‘Trade war, Covid-19 behind Honda closure’

Credit to Author: Tyrone Jasper C. Piad| Date: Wed, 26 Feb 2020 17:32:13 +0000

THE global economic slowdown resulting from the prolonged trade war between the United States and China and the coronavirus disease 2019 (Covid-19) outbreak pushed Honda Cars Philippines Inc. (HCPI) to close its manufacturing plant in Sta. Rosa City, Laguna province, Trade Secretary Ramon Lopez said on Wednesday.

Trade Secretary Ramon Lopez. (TMT File Photo)

In a statement, the chief of the Department of Trade and Industry (DTI) said the “closure of [the facility’s] operations in the country was a global decision by Honda HQ (headquarters),” adding that “Philippine operations were not involved in” that decision.

The statement comes after the department met with the local unit of the Japanese car maker on Monday, two days after the latter announced the closure to improve cost efficiency.

It clarified, however, that it would still sell cars in the country and continue after-sales services.

According to Lopez, HCPI also flagged concerns over competition in the industry.

“This forced [companies] to consolidate and select operations with [the] least cost and with a more favorable market position and volume of operation,” the Trade chief explained.

“There are many new players in the auto industry in the country that definitely resulted in greater competition for auto makers,” he said. “This development offers new possibilities for alternative car assemblers in the country, especially those which will realize the need to diversify production resources.”

Honda has been rationalizing operations since last year, beginning with its headquarters in the United Kingdom, Turkey, Argentina and Mexico.

HCPI has also been dealing with challenges over cost competitiveness, the Trade department said, noting that it only produced 8,000 units of City and BR-V models annually. This was lower than Honda Thailand’s yearly output of 200,000 units.

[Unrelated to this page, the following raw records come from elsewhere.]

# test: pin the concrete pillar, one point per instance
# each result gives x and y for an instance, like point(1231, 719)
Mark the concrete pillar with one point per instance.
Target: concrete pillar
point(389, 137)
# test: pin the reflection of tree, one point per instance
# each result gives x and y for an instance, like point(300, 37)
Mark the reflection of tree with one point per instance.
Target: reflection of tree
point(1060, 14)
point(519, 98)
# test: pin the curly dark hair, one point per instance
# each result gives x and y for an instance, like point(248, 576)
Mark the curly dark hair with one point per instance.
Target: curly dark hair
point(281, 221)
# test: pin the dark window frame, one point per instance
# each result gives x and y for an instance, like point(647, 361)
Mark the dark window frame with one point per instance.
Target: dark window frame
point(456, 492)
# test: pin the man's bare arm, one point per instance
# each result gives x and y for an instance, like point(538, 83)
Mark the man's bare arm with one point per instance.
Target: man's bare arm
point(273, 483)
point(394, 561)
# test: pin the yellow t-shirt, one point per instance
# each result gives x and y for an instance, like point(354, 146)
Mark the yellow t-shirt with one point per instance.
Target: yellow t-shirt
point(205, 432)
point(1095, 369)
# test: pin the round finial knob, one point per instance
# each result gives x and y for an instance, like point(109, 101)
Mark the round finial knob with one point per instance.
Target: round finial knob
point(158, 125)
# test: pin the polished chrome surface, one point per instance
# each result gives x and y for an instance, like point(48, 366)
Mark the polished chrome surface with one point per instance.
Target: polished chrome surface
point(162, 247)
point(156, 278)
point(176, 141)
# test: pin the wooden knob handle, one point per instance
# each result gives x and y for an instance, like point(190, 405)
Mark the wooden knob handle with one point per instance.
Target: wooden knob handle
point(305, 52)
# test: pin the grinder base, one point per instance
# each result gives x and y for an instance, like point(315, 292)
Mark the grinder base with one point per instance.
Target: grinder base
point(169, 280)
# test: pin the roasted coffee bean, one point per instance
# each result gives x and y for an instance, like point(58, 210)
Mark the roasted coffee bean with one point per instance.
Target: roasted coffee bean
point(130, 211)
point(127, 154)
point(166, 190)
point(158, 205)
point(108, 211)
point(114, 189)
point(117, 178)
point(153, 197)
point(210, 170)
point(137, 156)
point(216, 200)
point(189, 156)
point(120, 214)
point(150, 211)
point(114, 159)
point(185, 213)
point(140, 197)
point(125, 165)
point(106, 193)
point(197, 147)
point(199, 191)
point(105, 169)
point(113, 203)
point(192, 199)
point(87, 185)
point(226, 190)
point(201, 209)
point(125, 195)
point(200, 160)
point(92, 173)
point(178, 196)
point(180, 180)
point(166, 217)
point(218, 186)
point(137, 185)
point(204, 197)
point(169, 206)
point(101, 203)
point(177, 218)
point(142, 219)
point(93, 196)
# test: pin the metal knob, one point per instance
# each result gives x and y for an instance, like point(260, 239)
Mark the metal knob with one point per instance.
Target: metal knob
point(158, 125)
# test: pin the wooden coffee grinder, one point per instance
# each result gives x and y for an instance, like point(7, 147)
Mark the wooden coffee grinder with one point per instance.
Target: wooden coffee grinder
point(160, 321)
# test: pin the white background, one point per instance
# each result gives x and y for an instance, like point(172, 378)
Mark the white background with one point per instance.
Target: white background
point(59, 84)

With the Laguna plant’s closure, Lopez said the department was pushing to review the imposition of safeguard duty on vehicle imports to protect local assemblers.

Honda saw its sales drop by 12.7 percent to 20,338 units last year from 23,294 in 2018. HCPI has a 5.5-percent share of the market in 2019.

The DTI has said Honda motorcycles, which is managed separately by Honda Philippines Inc., will continue to be produced and sold here.

“The motorcycle business is the segment that is growing for Honda. This shows that the Philippines is a strong market for the products and price points of Honda motorcycles,” Lopez said.